A climate-change study by researchers from MIT and the Marine Biological Laboratory at Woods Hole shows that a strategy for controlling multiple gases associated with greenhouse warming could reduce control costs by more than 60 percent compared with controlling carbon dioxide (CO2) alone.
This first comprehensive assessment of economic, atmospheric, climatic and ecosystem effects of the Kyoto Protocol on Climate Change hit newsstands in the October 7 issue of Nature.
The study also indicates flaws in the "yardstick" by which gases are compared under the Kyoto Protocol, an agreement now signed by 84 countries including the United States that was negotiated in December 1997 with the intent of slowing global warming.
"The main finding is that including gases other than CO2 emissions from fossil fuels could greatly reduce costs of meeting the [Kyoto] Protocol," observed Dr. John Reilly, lead author of the paper and associate director for research at the MIT Joint Program on the Science and Policy of Global Change. "Economically efficient policies will be required that encourage reduction of these emissions -- not an easy task, as reductions must come from sources as diverse as landfills, aluminum production, livestock and electrical switchgear."
Added co-author Professor Ronald Prinn, head of the Department of Earth, Atmospheric, and Planetary Sciences and co-director of the Joint Program, "No other effort to date has comprehensively considered both the scientific and economic implications of the Protocol. The results are exciting and illuminating."
Much current analysis and policy discussion narrows climate issues to a debate about carbon emissions from fossil fuels. Most economic analyses likewise have considered only emissions of CO2 from fossil fuels. This situation has, according to the present study, led to an approximately 21 percent overestimation of annual costs in 2010 for meeting Kyoto Protocol emissions caps in industrialized regions.
In contrast, the present study analyzes climate policy as negotiated under the Kyoto agreement, including critical issues like forest "sinks" (repositories of CO2 absorbed from the atmosphere) and non-CO2 greenhouse gases. It also explicitly considers atmospheric interactions among these gases, climate feedbacks, the roles of carbon monoxide and nitrogen oxides (key components of smog), and aerosols' cooling effect.
Significantly for climate and ecosystems, the study shows that inclusion of non-CO2 gases in the Kyoto Protocol leads to greater reductions in the impact of greenhouse gas emissions than if only CO2 had been included. Achieving approximately the same reduction in warming by controlling only fossil CO2 could cost more than 60 percent more than an effort controlling other gases as well. Failure to consider non-CO2 greenhouse gases and sinks also has differential regional effects that could affect the pattern of emissions trading.

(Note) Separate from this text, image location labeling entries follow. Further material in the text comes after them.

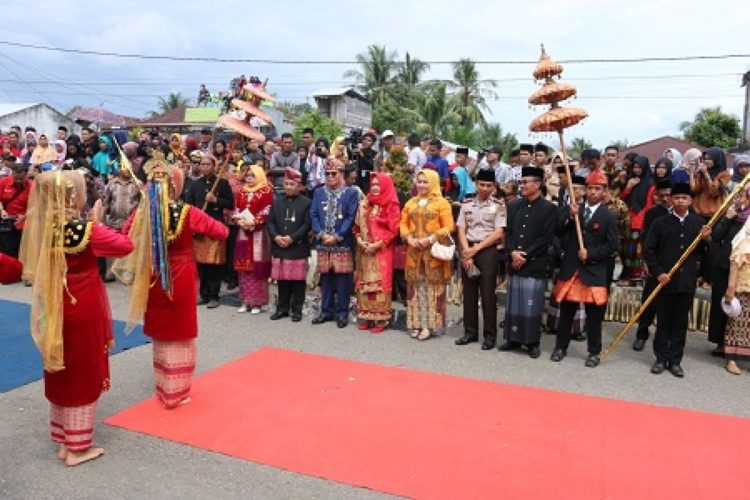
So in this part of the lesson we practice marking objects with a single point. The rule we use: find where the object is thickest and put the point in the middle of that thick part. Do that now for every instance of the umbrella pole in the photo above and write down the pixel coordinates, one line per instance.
(719, 213)
(573, 202)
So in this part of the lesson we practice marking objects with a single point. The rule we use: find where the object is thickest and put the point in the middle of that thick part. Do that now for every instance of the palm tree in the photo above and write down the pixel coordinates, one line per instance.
(378, 66)
(410, 71)
(471, 92)
(173, 100)
(436, 110)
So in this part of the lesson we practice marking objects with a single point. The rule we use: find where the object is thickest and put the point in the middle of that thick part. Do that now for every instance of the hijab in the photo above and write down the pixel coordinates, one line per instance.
(433, 180)
(43, 154)
(719, 159)
(387, 194)
(637, 199)
(260, 177)
(667, 163)
(101, 161)
(739, 160)
(465, 184)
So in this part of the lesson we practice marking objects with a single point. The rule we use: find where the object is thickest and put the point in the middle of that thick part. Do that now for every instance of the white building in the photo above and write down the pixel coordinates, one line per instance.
(42, 117)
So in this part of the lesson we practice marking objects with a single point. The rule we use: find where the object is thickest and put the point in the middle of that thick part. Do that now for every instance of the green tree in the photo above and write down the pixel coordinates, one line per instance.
(411, 70)
(377, 71)
(322, 125)
(471, 93)
(577, 145)
(713, 128)
(172, 101)
(436, 109)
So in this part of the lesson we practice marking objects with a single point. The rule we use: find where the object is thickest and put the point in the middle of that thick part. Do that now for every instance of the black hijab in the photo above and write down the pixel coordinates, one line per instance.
(637, 199)
(667, 163)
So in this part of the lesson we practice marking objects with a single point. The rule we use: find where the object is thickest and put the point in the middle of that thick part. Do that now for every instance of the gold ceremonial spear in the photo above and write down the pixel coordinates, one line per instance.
(723, 208)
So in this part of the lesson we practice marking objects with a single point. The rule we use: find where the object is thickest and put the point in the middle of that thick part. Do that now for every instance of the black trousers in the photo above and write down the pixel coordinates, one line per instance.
(482, 286)
(594, 318)
(10, 242)
(672, 312)
(291, 296)
(210, 277)
(647, 318)
(717, 320)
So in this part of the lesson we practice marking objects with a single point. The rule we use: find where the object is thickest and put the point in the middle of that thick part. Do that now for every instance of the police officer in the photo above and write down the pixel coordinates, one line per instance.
(481, 223)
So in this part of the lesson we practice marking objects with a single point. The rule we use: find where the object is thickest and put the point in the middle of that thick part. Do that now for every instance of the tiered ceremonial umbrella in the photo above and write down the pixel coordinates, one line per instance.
(558, 118)
(247, 107)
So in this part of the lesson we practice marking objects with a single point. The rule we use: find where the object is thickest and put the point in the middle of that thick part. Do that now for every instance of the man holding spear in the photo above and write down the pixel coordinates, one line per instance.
(667, 240)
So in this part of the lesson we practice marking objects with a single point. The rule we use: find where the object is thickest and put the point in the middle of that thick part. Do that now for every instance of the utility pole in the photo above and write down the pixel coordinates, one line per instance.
(746, 116)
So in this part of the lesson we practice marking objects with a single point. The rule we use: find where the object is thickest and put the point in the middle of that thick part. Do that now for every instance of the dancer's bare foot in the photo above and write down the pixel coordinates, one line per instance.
(77, 458)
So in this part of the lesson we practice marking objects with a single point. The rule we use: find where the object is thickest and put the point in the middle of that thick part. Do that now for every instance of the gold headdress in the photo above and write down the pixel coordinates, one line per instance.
(55, 198)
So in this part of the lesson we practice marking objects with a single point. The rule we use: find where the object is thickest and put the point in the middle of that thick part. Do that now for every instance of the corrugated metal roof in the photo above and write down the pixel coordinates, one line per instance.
(8, 108)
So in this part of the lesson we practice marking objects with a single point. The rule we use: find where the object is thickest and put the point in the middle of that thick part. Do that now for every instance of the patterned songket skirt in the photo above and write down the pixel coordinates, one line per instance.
(737, 334)
(174, 364)
(73, 426)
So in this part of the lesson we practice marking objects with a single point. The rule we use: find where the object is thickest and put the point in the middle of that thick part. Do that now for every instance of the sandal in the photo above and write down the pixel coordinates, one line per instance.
(732, 368)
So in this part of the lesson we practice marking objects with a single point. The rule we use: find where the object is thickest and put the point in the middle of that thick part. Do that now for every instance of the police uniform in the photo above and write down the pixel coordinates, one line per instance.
(479, 219)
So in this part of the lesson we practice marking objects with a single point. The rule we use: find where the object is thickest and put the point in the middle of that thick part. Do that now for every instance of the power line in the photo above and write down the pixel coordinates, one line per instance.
(340, 62)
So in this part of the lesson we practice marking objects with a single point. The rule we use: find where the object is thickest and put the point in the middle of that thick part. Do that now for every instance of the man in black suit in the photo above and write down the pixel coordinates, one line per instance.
(667, 240)
(583, 273)
(213, 197)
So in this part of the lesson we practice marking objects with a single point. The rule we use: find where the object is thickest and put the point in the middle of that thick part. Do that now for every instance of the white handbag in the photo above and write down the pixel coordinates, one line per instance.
(443, 252)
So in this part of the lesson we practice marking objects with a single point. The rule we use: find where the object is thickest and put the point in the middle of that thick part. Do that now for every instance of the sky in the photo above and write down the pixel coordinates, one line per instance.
(633, 101)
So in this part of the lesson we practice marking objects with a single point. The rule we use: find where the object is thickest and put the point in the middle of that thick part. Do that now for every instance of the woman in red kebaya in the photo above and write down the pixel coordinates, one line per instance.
(70, 317)
(164, 278)
(376, 228)
(252, 255)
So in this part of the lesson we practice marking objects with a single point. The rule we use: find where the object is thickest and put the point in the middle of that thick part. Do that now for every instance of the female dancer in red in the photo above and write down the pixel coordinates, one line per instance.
(70, 317)
(164, 278)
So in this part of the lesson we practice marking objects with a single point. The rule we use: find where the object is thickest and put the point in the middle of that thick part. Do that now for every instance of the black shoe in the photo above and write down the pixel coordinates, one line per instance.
(279, 315)
(558, 354)
(676, 370)
(507, 346)
(658, 367)
(592, 361)
(639, 344)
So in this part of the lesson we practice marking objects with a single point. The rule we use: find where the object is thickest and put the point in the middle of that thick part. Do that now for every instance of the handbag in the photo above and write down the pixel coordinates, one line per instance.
(208, 251)
(443, 252)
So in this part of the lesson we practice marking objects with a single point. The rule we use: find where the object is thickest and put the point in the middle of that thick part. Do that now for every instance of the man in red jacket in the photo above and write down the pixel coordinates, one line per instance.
(14, 197)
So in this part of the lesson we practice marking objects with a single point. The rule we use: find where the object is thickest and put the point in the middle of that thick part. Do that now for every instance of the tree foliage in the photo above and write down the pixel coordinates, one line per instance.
(713, 128)
(321, 125)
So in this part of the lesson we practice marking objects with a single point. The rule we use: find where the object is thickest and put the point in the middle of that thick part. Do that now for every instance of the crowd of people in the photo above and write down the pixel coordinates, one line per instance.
(383, 219)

The Nature study also notes flaws in the yardstick used to compare greenhouse gases under the Kyoto Protocol. The protocol, which has not yet been ratified by the number of countries needed before it can enter into force, calls for reductions in emissions of several radiative (Earth-warming) gases to be credited against a CO2-equivalent emissions "cap." This cap is calculated in terms of Global Warming Potential (GWP), an index defining the contribution of each greenhouse gas to atmospheric warming relative to CO2.
The Nature article shows, however, that use of GWPs as applied in the Kyoto Protocol mitigates climate change considerably more for multi-gas strategies than for supposedly equivalent CO2-only control when emissions cuts are deep enough to stabilize the radiative effects of these gases.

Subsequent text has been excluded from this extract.